In broad intuitive terms it boils down to the following:

  1. As stated, the measured  global-average ocean temperature below 200m depth is 4 deg. C. This is precisely the temperature at which water has its maximum density. This is not a coincidence;  any increase  in local temperature near the ocean floor will be accompanied by a decrease in density relative to the surrounding water, so initiating convection. Water convected in this way entrains surrounding water to form a plume  which decreases in temperature and increases in density as it rises until convection ceases. Such plumes are observed above HTVs which are called “black smokers” because of the discolouration of the plume with mineral sulphides. HTV plumes generally only rise a hundred metres or so above the ocean floor, the maximum height being related to the power (rate of heat flux) of the vent.
  2. Black smokers are a “steady state” scenario like hot springs on land. On land “non-steady-state” events occur in the form of volcanic eruptions which occur randomly in both time and space. Volcanic eruptions also occur on the ocean floor and are many order of magnitude more powerful than HTVs. As a result their plumes rise much higher above the ocean floor than do HTV plumes. A sufficiently powerful volcanic eruption can generate a plume which is only stabilized when it reaches the warmer mixed layer. In short, submarine volcanoes do not heat the bottom of the ocean, rather, they heat the top of the ocean, the mixed layer.

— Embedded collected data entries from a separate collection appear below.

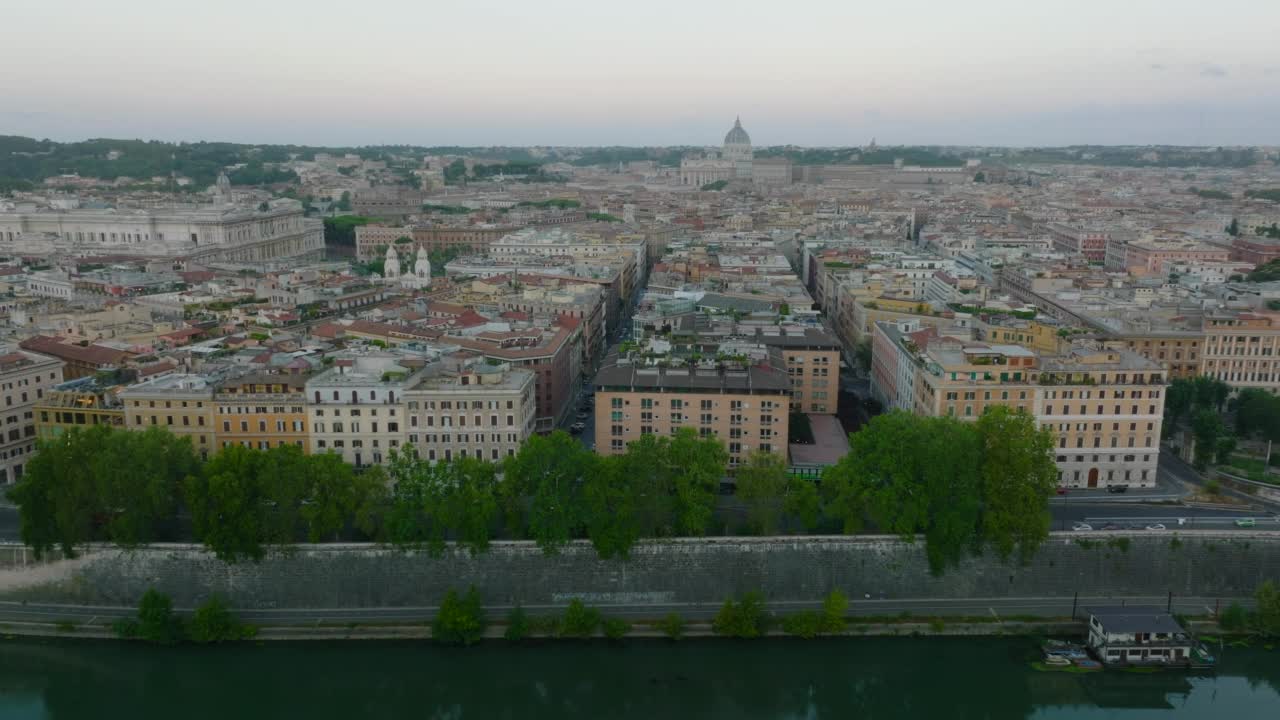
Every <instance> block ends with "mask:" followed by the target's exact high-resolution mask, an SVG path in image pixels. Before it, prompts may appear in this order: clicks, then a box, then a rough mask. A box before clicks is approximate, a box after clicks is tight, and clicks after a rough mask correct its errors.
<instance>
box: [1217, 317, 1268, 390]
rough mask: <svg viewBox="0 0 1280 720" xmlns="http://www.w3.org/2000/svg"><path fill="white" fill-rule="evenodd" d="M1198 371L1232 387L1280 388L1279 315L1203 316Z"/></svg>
mask: <svg viewBox="0 0 1280 720" xmlns="http://www.w3.org/2000/svg"><path fill="white" fill-rule="evenodd" d="M1199 373H1201V374H1203V375H1208V377H1211V378H1217V379H1220V380H1222V382H1225V383H1228V384H1230V386H1231V387H1233V388H1235V389H1243V388H1247V387H1256V388H1263V389H1266V391H1268V392H1277V389H1280V315H1272V314H1254V313H1216V314H1210V315H1206V316H1204V345H1203V351H1202V354H1201V366H1199Z"/></svg>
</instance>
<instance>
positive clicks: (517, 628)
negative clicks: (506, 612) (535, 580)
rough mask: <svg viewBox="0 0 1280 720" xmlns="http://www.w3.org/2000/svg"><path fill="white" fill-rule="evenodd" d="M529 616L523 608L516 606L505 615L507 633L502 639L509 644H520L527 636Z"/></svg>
mask: <svg viewBox="0 0 1280 720" xmlns="http://www.w3.org/2000/svg"><path fill="white" fill-rule="evenodd" d="M529 625H530V623H529V614H526V612H525V609H524V607H521V606H518V605H517V606H516V607H512V609H511V612H508V614H507V632H504V633H503V634H502V637H503V638H506V639H508V641H511V642H520V641H522V639H525V635H527V634H529Z"/></svg>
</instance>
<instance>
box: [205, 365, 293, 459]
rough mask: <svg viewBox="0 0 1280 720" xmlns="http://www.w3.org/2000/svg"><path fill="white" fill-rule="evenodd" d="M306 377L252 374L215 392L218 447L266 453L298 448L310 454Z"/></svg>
mask: <svg viewBox="0 0 1280 720" xmlns="http://www.w3.org/2000/svg"><path fill="white" fill-rule="evenodd" d="M306 382H307V378H306V375H283V374H282V375H270V374H252V375H242V377H239V378H234V379H229V380H225V382H223V383H221V384H220V386H219V387H216V388H215V389H214V415H212V418H214V433H215V436H216V439H218V447H219V448H221V447H229V446H232V445H242V446H244V447H256V448H260V450H266V448H269V447H279V446H282V445H296V446H298V447H301V448H302V450H303V451H305V452H310V451H311V441H310V436H308V432H307V401H306Z"/></svg>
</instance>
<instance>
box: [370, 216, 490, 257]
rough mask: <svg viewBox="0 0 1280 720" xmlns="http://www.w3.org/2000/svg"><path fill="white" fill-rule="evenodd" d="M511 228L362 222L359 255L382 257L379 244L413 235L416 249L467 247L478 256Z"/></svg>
mask: <svg viewBox="0 0 1280 720" xmlns="http://www.w3.org/2000/svg"><path fill="white" fill-rule="evenodd" d="M513 229H515V228H512V227H483V225H461V227H449V225H372V224H370V225H360V227H357V228H356V258H357V259H358V260H361V261H369V260H378V259H379V258H381V252H379V251H378V249H379V247H387V246H390V245H393V243H394V242H396V241H397V240H399V238H402V237H408V238H412V241H413V246H412V247H413V251H415V252H416V250H417V249H419V247H425V249H426V251H428V252H433V251H436V250H440V251H447V250H458V251H462V250H466V251H468V252H474V254H476V255H484V254H486V252H489V245H490V243H492V242H493V241H494V240H498V238H500V237H503V236H506V234H508V233H511V232H512V231H513Z"/></svg>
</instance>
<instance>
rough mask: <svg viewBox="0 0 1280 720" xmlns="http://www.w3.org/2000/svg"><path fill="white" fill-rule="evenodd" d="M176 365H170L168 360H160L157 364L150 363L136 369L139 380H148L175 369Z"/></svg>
mask: <svg viewBox="0 0 1280 720" xmlns="http://www.w3.org/2000/svg"><path fill="white" fill-rule="evenodd" d="M177 366H178V364H177V363H170V361H169V360H161V361H159V363H151V364H150V365H142V366H141V368H138V377H140V378H148V377H151V375H156V374H160V373H165V372H169V370H173V369H174V368H177Z"/></svg>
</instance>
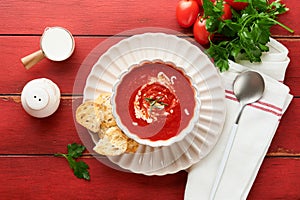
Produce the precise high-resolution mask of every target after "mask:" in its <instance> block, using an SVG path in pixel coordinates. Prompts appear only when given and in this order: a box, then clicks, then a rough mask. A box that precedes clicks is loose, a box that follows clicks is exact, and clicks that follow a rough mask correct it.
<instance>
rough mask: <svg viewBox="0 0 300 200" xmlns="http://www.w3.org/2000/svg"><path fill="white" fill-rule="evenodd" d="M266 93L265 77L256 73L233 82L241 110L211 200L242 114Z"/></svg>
mask: <svg viewBox="0 0 300 200" xmlns="http://www.w3.org/2000/svg"><path fill="white" fill-rule="evenodd" d="M264 91H265V82H264V79H263V77H262V76H261V75H260V74H259V73H258V72H254V71H246V72H242V73H241V74H240V75H238V76H237V77H236V79H235V80H234V82H233V92H234V94H235V96H236V98H237V99H238V100H239V102H240V110H239V113H238V116H237V118H236V121H235V123H234V125H233V126H232V129H231V132H230V135H229V140H228V143H227V145H226V147H225V151H224V154H223V158H222V160H221V163H220V166H219V169H218V171H217V175H216V178H215V182H214V185H213V188H212V190H211V194H210V200H213V199H214V197H215V194H216V191H217V189H218V186H219V183H220V181H221V178H222V175H223V172H224V169H225V166H226V163H227V160H228V157H229V154H230V151H231V148H232V145H233V141H234V138H235V135H236V132H237V128H238V124H239V120H240V118H241V115H242V112H243V110H244V108H245V107H246V105H248V104H250V103H254V102H256V101H258V100H259V99H260V98H261V97H262V96H263V93H264Z"/></svg>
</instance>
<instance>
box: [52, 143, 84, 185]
mask: <svg viewBox="0 0 300 200" xmlns="http://www.w3.org/2000/svg"><path fill="white" fill-rule="evenodd" d="M67 148H68V153H67V154H64V153H56V154H54V156H56V157H64V158H66V159H67V161H68V163H69V166H70V168H71V169H72V170H73V172H74V175H75V176H76V177H78V178H82V179H85V180H90V174H89V171H88V169H89V166H88V165H87V164H86V163H85V162H83V161H76V160H75V159H76V158H79V157H80V156H82V153H83V151H84V150H85V147H84V146H82V145H80V144H76V143H73V144H68V146H67Z"/></svg>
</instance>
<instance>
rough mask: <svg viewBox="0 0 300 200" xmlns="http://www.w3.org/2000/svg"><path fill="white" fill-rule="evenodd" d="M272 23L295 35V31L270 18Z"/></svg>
mask: <svg viewBox="0 0 300 200" xmlns="http://www.w3.org/2000/svg"><path fill="white" fill-rule="evenodd" d="M269 20H270V21H272V22H274V23H275V24H277V25H279V26H281V27H282V28H284V29H286V30H287V31H289V32H290V33H294V30H293V29H291V28H289V27H288V26H286V25H284V24H282V23H280V22H279V21H277V20H275V19H272V18H269Z"/></svg>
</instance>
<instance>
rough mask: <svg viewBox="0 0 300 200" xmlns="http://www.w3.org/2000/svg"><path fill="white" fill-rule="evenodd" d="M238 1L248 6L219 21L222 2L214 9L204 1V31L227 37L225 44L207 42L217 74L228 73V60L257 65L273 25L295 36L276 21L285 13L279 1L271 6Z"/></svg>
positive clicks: (252, 1)
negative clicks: (207, 43)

Observational evidence supporting this description was found recently when the temperature of mixed layer of the North Atlantic was observed to increase by 4 deg C within a week. There is no possible explanation for this in terms of “climate change”; it happened too suddenly. A submarine volcanic eruption on the Mid-Atlantic Ridge to the south of Iceland  is the most likely explanation. Indeed southern Iceland has itself recently experienced unusual volcanic activity.